Photographer and provocateur, Helmut Newton created some of fashions most influential (and transgressive) images. Now a new documentary film from German director Gero von Boehm aims to give an insight into the man behind the lens. This is what you need to know about Helmut Newton: The Bad and The Beautiful.
“Most photographers are terribly boring, and most films about photographers are terribly boring, too” says Helmut Newton in the documentary film about his life. It’s a tongue-in-cheek pronouncement – anyone who is familiar with the work of the famous fashion photographer will know for a fact that Newton was anything but boring.
In Helmut Newton: The Bad and The Beautiful, we’re given an insight into the man behind the lens, branded ‘The King of Kink’. Shot while Newton was in his early 80s – almost 20 years ago – the documentary still feels modern and pertinent, helping us reassess the photographer who has divided the world of fashion.
Best known for his erotically charged, black-and-white nudes of women, Helmut Newton’s iconic images were a staple in international fashion titles such as Vogue during the 70s and 80s. But while his work was considered subversive, Newton’s vision was refreshingly original, says Anna Wintour, who credits him with reviving the then stale medium of fashion photography in the film.
A naked woman being eaten by a crocodile, a model sporting a walking stick and leg cast but no clothes – these are just a couple of Newton’s most controversial shots. But his shock tactics would prove hugely influential, leading him to shoot campaigns for fashion houses like Yves Saint Laurent and Chanel.
Devotees will notice a darker element that often pervades Newton’s work, which can arguably be contributed to his personal history. Born in Berlin, a century ago this year, Newton’s Jewish family fled the country in 1938 to escape the Nazi regime. These early years influenced him greatly, leaving a trauma he discusses openly in this new fashion documentary.
Yet the film isn’t only about Newton’s work, but his relationship with women. While many have criticised his works as misogynistic thanks to its sexual objectification of women, his supporters believe Helmut to be a radical feminist who perfectly captured female power. His work was provocative, yes, but it stimulated conversation in a world still reeling from the wake of the sexual revolution.
Director Gero von Boehm interviews many of the Amazonian women Helmut immortalised on camera, including Isabella Rossellini, Catherine Deneuve, Charlotte Rampling, Claudia Schiffer and Marianne Faithfull. Each of them discuss the way in which women are portrayed in Newton’s work, claiming to have enjoyed being a part of his subversive creativity. But it’s Grace Jones’s appreciation which rings the most true, saying, “Yes, he was a bit pervert. But so am I, so it’s ok.”
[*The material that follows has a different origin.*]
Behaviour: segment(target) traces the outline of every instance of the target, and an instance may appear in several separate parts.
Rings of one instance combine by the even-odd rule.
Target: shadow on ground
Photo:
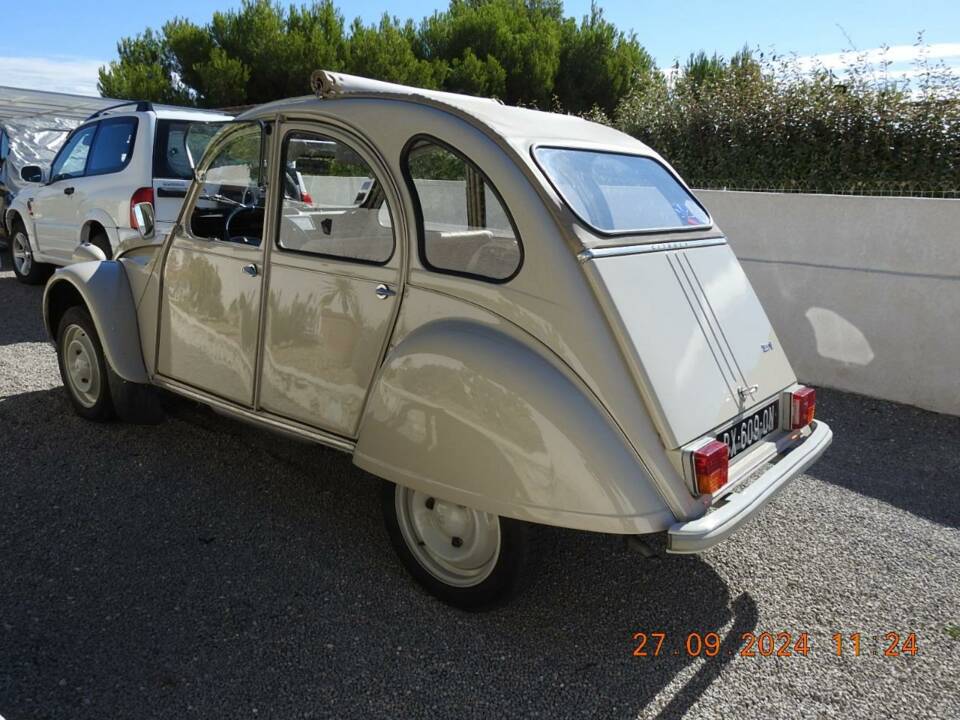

But it’s not just the women depitcted in his work which the film examines; it also explores his relationship with his wife, June. A successful photographer in her own right who operated under the pseudonym Alice Springs, June was his greatest support and critic. Newton was devoted to her and the pair remained happily married until his death, a fact which supporters have argued casts his work in a new light.
Could Helmut Newton’s work have been created today in our post #MeToo society? Probably not. But as to whether Newton’s work has actually helped enable a new wave of feminism or whether it encouraged male violence through its fetishizing of the female body? The debate continues, and this documentary is bound to restart the conversation.
What is sure, however, is that Newton’s acclaim is deserved. This documentary about an art-world rebel who captured the beauty, eroticism and strength of the female form shows exactly why Newton has garnered a reputation as one of the most important photographers of the 20th century. Expect an enlightening 89 minutes for culture lovers and fashion aficionados alike.
Helmut Newton: The Bad and the Beautiful is available in virtual cinemas through Kino Marquee.